The earliest fossils of these insanely tiny insects (1mm long) date back to the Permian. Most are plant suckers with unusual asymmetrical mouth parts. Those that have the filamentous appendages they call wings do not fly very well, and do not even fly in the same way as other insects. Instead of “flapping”, they use a “clap and fling” method by clapping their odd wings together along their backs, the vortexes created gives them the lift they need to then “fling” themselves forward.

These silvery insects have lived virtually unchanged since the Carboniferous Period, and are an example of what the very first insects looked like. They are so similar, in fact, that scientists can use them to learn about the sense of smell, hearing, and vision of these most ancient insects before flying insects appeared on the scene. They eat all manner of decaying debris.

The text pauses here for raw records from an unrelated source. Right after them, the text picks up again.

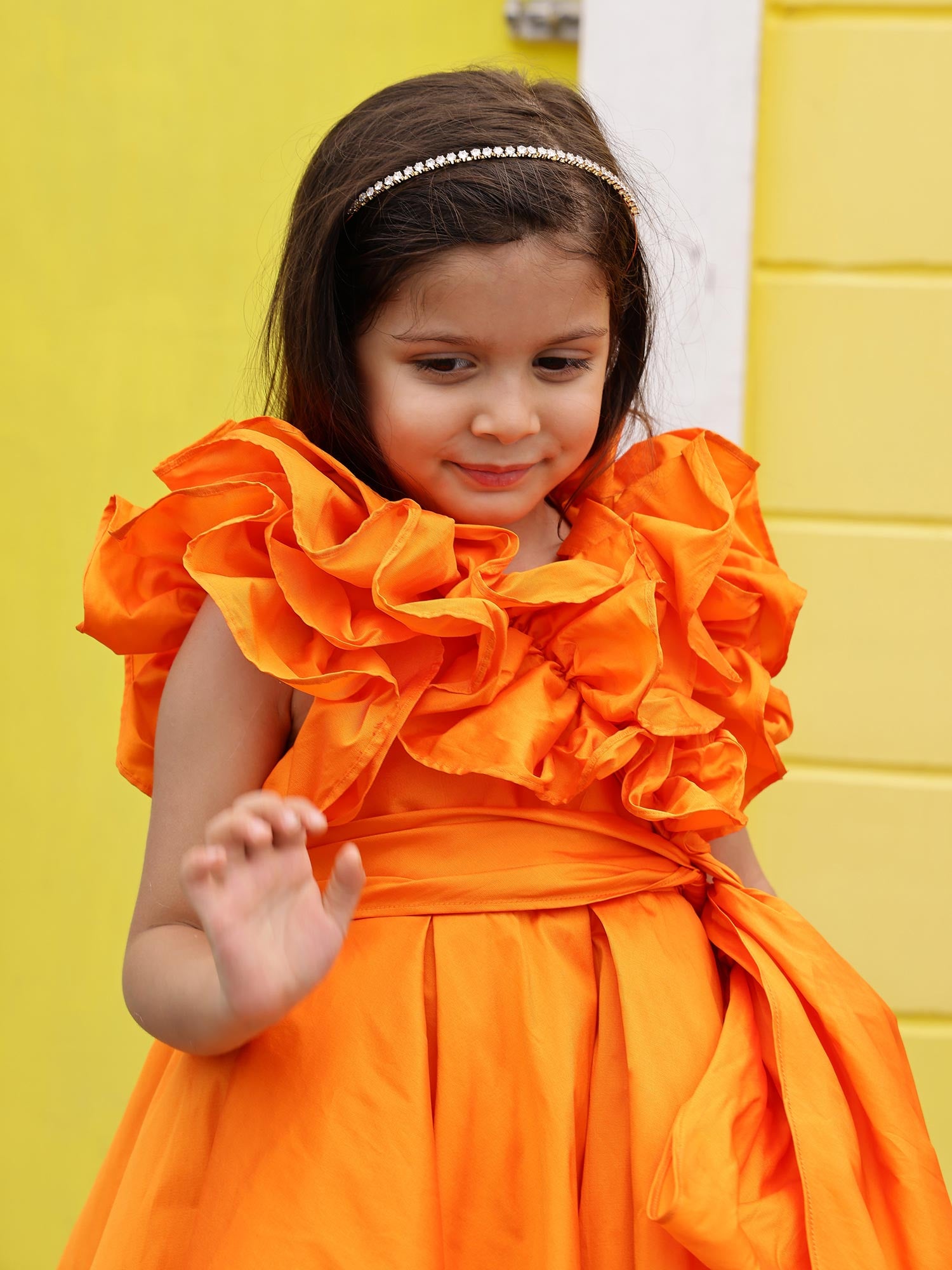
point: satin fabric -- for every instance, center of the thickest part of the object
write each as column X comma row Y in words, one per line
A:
column 560, row 1033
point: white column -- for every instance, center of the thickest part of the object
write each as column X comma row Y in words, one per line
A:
column 677, row 86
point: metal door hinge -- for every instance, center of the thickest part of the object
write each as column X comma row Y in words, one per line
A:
column 544, row 20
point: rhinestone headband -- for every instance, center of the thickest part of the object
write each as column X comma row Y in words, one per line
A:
column 456, row 157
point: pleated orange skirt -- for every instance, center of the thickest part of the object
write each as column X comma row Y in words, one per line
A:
column 544, row 1045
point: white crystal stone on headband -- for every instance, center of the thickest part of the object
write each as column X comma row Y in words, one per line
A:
column 524, row 152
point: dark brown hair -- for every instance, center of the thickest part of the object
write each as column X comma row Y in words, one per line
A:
column 337, row 272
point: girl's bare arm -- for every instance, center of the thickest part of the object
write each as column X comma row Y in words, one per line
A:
column 223, row 727
column 738, row 853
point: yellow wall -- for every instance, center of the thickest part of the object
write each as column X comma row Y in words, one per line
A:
column 154, row 154
column 849, row 408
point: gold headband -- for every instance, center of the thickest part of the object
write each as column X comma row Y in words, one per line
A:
column 455, row 157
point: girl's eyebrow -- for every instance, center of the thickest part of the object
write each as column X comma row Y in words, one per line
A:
column 423, row 337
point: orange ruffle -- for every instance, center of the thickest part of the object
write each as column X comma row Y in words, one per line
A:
column 645, row 652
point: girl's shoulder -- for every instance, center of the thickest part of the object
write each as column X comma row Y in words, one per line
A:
column 645, row 651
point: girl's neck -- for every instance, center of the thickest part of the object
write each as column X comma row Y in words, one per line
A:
column 539, row 539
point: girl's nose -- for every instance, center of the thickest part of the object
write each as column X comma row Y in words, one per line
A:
column 510, row 418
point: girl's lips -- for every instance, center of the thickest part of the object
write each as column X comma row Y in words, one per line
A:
column 486, row 477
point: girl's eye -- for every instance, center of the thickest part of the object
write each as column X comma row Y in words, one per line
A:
column 441, row 365
column 564, row 365
column 453, row 365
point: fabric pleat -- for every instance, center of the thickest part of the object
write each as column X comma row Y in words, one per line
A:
column 560, row 1034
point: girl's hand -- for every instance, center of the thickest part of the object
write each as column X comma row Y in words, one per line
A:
column 272, row 933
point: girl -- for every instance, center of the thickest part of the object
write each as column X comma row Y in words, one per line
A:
column 450, row 937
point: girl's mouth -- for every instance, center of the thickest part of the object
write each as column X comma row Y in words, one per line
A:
column 487, row 477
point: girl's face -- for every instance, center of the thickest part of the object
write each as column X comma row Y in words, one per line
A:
column 489, row 359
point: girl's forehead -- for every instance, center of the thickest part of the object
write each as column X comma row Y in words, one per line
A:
column 499, row 283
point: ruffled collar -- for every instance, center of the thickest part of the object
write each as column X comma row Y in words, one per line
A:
column 645, row 652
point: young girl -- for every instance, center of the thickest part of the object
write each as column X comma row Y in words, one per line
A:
column 450, row 937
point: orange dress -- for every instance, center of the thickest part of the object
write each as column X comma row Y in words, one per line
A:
column 560, row 1034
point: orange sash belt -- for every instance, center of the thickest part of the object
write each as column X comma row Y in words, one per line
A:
column 808, row 1104
column 465, row 860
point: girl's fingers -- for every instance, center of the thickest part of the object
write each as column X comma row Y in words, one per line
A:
column 286, row 816
column 204, row 864
column 345, row 886
column 262, row 820
column 312, row 816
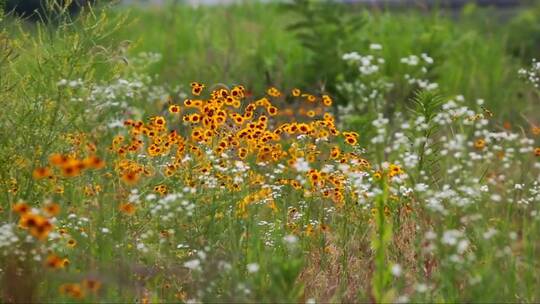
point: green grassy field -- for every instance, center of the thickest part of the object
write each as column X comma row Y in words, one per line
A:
column 270, row 153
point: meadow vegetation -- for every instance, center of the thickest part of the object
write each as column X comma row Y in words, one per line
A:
column 307, row 152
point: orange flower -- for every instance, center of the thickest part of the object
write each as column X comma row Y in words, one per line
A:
column 54, row 261
column 174, row 109
column 93, row 162
column 52, row 209
column 480, row 144
column 130, row 177
column 73, row 290
column 20, row 208
column 72, row 243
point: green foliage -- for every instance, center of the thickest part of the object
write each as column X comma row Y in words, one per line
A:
column 427, row 105
column 326, row 30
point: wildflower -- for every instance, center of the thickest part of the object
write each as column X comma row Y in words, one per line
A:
column 93, row 162
column 253, row 267
column 480, row 144
column 127, row 208
column 196, row 88
column 327, row 100
column 174, row 109
column 72, row 243
column 273, row 92
column 394, row 170
column 20, row 208
column 73, row 290
column 130, row 177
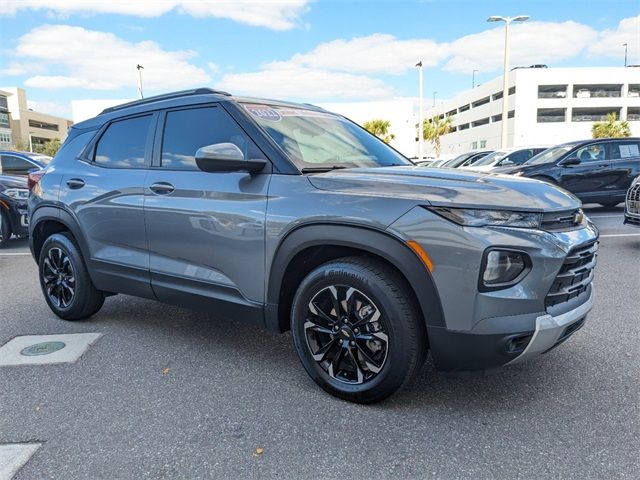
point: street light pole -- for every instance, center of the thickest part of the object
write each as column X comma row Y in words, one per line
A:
column 140, row 68
column 420, row 114
column 625, row 54
column 505, row 76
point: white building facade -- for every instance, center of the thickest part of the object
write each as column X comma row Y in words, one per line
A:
column 547, row 106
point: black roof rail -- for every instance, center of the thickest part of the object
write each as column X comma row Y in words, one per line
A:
column 166, row 96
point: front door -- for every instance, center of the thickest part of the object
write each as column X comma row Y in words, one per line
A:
column 206, row 230
column 104, row 191
column 625, row 166
column 590, row 179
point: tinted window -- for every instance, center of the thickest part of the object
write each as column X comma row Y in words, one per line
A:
column 625, row 149
column 15, row 165
column 592, row 153
column 185, row 131
column 123, row 143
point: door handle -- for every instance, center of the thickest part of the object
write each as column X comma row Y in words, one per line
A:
column 162, row 188
column 75, row 183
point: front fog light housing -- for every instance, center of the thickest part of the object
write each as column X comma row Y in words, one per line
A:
column 503, row 269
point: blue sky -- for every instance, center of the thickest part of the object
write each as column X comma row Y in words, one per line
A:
column 61, row 50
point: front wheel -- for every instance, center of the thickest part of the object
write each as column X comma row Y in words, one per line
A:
column 5, row 230
column 64, row 279
column 356, row 329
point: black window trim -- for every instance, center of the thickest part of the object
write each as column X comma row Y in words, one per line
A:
column 89, row 152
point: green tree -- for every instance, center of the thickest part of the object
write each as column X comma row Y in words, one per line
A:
column 380, row 128
column 610, row 128
column 49, row 148
column 434, row 128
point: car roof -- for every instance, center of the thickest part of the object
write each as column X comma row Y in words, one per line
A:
column 182, row 98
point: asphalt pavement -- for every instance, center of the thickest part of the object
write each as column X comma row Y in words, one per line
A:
column 168, row 393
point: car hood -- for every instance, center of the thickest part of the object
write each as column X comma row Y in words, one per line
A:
column 447, row 187
column 12, row 181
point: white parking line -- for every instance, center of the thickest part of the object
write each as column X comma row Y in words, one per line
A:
column 13, row 456
column 621, row 235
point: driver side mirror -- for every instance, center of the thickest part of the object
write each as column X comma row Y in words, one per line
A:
column 571, row 161
column 226, row 157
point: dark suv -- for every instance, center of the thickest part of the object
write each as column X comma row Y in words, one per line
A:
column 596, row 171
column 294, row 218
column 13, row 207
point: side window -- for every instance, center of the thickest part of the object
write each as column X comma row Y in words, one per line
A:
column 12, row 165
column 625, row 149
column 122, row 145
column 592, row 153
column 185, row 131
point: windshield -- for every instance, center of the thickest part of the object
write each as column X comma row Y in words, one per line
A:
column 491, row 158
column 322, row 141
column 550, row 155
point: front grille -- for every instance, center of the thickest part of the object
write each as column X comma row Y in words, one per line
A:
column 633, row 200
column 564, row 220
column 575, row 275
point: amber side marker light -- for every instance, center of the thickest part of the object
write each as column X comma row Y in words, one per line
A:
column 418, row 250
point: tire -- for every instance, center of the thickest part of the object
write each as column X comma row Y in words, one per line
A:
column 381, row 306
column 65, row 282
column 5, row 230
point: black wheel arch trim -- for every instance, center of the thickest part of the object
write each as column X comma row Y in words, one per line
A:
column 376, row 242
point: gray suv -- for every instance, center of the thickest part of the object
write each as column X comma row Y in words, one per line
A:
column 294, row 218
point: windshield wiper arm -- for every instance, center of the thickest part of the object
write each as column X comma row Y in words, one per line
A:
column 322, row 169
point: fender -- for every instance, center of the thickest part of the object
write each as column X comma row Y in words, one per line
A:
column 377, row 242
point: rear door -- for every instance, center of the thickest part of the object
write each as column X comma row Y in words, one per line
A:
column 590, row 179
column 206, row 230
column 625, row 166
column 104, row 191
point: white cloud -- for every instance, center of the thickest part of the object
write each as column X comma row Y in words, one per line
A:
column 609, row 42
column 77, row 57
column 530, row 43
column 277, row 15
column 377, row 53
column 290, row 81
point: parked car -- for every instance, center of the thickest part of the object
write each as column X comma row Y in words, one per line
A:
column 596, row 171
column 13, row 207
column 294, row 218
column 21, row 163
column 506, row 157
column 632, row 204
column 470, row 157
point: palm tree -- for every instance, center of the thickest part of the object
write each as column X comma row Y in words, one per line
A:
column 380, row 128
column 436, row 127
column 610, row 128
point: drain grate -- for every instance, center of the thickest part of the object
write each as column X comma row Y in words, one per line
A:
column 44, row 348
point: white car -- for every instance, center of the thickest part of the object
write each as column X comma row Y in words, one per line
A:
column 506, row 158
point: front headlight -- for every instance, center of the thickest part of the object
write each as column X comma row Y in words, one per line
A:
column 471, row 217
column 17, row 193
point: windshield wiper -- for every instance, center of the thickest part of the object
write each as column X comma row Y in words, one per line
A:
column 322, row 169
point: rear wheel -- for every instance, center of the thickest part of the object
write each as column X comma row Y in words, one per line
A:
column 357, row 330
column 64, row 279
column 5, row 230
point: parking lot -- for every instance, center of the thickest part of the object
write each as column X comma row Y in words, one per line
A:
column 168, row 393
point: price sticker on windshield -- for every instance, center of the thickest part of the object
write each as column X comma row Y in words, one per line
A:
column 264, row 112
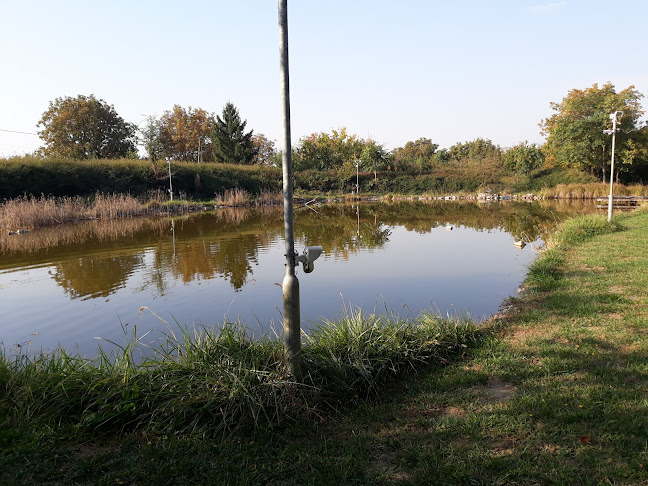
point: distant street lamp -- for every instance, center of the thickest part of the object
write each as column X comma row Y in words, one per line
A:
column 357, row 177
column 614, row 117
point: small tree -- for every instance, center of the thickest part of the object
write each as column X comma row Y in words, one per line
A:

Aphids are a huge and diverse group of tiny insects that appeared in the early Permian period. They are “true bugs”, which is a large group of insects with special mouth parts that can pierce plants (or other insects in some cases), and suck up the juices like the straws that come with juice boxes. Aphids have a unique ability of producing live offspring very quickly, and sometimes the young are born ready to produce another young aphid! When a young female is born with wings, she finds a male partner to keep the cycle going.

Cicadas are another “true bug”, with the same “juice-box straw” mouth parts as aphids specialized for drinking plant juices. The earliest known relative that looked very much like these insects was from the Permian, but true Cicadas as we know them are from the Late Triassic Period. They typically live as grubs for a year or more before finally crawling out of the ground and leaving their skins behind on tree trunks as we know them to do today. Some live as grubs for up to 17 years!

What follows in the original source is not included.